When we hear about the challenges to voting rights these days, it's usually about voter ID requirements, felony voting rights and elimination/reduction of early voting opportunities. But many Native Americans face a whole different kind of challenge.
It was mid-April, and Montana was gearing up for this year’s primary election. Voting would get underway in Big Sky Country on May 5, with a month of advance voting by absentee ballot—by mail or by delivering a ballot to the county courthouse—leading up to Primary Day on June 3. If people hadn’t registered, they could head to the courthouse to sign up.

But for Ed “Buster” Moore, who lives on the Fort Belknap Indian Reservation in north-central Montana, it wasn’t so simple. To cast a ballot during the absentee-voting period, he would have to make the 126-mile round trip to the Blaine County Courthouse in Chinook. That’s about $21 worth of gas, not to mention the income that Moore, an artisan, would lose by taking a half day off from his work making hand drums, rawhide bags and other items that he sells in the community and on the Internet. A diabetic, he’d have to buy lunch on the road. Those expenses add up.

If he had to vote today? “I couldn’t afford it,” Moore says.
In a lawsuit filed last year by Mark Wandering Medicine in Montana, researches found that Mr. Moore is not the only one who can't afford to vote.

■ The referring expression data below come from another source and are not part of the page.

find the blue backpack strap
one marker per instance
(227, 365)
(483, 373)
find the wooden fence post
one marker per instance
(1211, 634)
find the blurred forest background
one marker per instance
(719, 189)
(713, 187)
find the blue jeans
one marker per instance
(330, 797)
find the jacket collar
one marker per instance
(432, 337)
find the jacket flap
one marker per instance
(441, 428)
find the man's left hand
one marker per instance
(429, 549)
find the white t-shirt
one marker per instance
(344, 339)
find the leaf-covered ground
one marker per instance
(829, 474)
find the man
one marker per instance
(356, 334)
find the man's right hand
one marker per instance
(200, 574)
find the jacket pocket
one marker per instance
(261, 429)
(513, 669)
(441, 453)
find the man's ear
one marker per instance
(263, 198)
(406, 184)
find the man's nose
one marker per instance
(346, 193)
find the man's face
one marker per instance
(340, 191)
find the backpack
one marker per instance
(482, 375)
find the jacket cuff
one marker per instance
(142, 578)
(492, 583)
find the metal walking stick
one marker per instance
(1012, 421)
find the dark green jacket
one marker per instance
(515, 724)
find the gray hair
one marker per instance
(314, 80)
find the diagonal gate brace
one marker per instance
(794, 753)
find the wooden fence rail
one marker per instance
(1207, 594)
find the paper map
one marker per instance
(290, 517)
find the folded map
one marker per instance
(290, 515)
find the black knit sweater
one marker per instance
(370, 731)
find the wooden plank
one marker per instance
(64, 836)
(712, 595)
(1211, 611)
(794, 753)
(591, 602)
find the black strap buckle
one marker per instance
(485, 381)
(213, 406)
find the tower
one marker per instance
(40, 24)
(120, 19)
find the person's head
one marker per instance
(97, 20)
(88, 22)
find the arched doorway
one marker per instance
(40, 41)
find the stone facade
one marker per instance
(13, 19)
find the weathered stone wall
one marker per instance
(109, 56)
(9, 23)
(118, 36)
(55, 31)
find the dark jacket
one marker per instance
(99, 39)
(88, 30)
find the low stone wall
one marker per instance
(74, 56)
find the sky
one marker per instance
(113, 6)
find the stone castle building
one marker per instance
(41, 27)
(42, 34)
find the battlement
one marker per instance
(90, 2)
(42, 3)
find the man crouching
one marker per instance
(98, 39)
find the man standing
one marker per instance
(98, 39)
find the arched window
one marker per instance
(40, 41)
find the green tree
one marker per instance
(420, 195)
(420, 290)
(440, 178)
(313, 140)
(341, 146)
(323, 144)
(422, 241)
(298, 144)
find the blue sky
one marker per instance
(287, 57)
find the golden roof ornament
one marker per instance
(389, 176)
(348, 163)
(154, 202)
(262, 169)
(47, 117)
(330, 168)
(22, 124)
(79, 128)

To determine how distance and poverty affect Native voting access, the DOJ asked University of Wyoming geography professor Gerald R. Webster to examine the three Montana reservations involved in Wandering Medicine. Webster found that Indians on those reservations traveled two to three times farther than whites to get to a county courthouse. Meanwhile, depending on the reservation, Indians were two to three times more likely not to have a vehicle for the trip. They were also less likely to have money to fill the gas tank: In Blaine County, which overlaps Fort Belknap, Webster found that the Native poverty rate was 2.5 times that of whites; in Rosebud County, which overlaps the Northern Cheyenne reservation, Natives were four times more likely than whites to live below the poverty line.
Notice who commissioned that research: DOJ (yet another example of the Civil Rights Division at work).

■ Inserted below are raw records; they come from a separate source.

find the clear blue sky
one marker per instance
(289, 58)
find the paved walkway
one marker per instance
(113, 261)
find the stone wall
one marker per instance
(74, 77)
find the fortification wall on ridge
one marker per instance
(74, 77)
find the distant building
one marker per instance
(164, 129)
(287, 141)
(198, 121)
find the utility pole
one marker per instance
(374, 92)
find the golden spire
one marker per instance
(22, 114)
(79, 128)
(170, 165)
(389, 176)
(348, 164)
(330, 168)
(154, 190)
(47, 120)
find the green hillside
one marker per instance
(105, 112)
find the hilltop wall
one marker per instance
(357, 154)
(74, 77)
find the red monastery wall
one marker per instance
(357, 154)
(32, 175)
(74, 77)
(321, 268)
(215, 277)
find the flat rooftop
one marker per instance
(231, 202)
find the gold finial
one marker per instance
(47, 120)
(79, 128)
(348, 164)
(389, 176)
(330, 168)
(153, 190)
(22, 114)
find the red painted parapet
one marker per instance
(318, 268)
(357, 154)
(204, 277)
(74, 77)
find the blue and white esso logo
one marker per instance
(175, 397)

This time, however, the Native people have the United States on their side: Wandering Medicine has attracted the interest of the Department of Justice, which views the suit as an important test of the Voting Rights Act of 1965 and has taken it up as part of its efforts to ensure equal rights nationwide.
That lawsuit was eventually settled, giving Native American voters in Montana some temporary relief. But DOJ kept working on it. Recently they have announced legislation that would address the problem.
On May 21, 2015, the Department of Justice proposed federal legislation that would require states or localities whose territory includes part or all of an Indian reservation, an Alaska Native village, or other tribal lands to locate at least one polling place in a venue selected by the tribal government.
Here's what one voting rights advocate had to say about the DOJ proposal:
The Justice Department's proposal "would be great, a lot of it is stuff we’ve had to fight election by election, county by county to get in the past,” said Greg Lembrich, a legal adviser to Four Directions, a nonprofit civil rights group that has filed numerous voting rights lawsuits in those states over the last decade. He called the prospect of Congress taking up the DOJ's legislation "a dream come true for voting rights advocates."
Of course we can all engage our cynicism about how legislation like this doesn't stand a chance of passing in this Congress. But just take a moment to imagine what it means for people like him to finally be able to say something like this: "This time, however, the Native people have the United States (DOJ) on our side."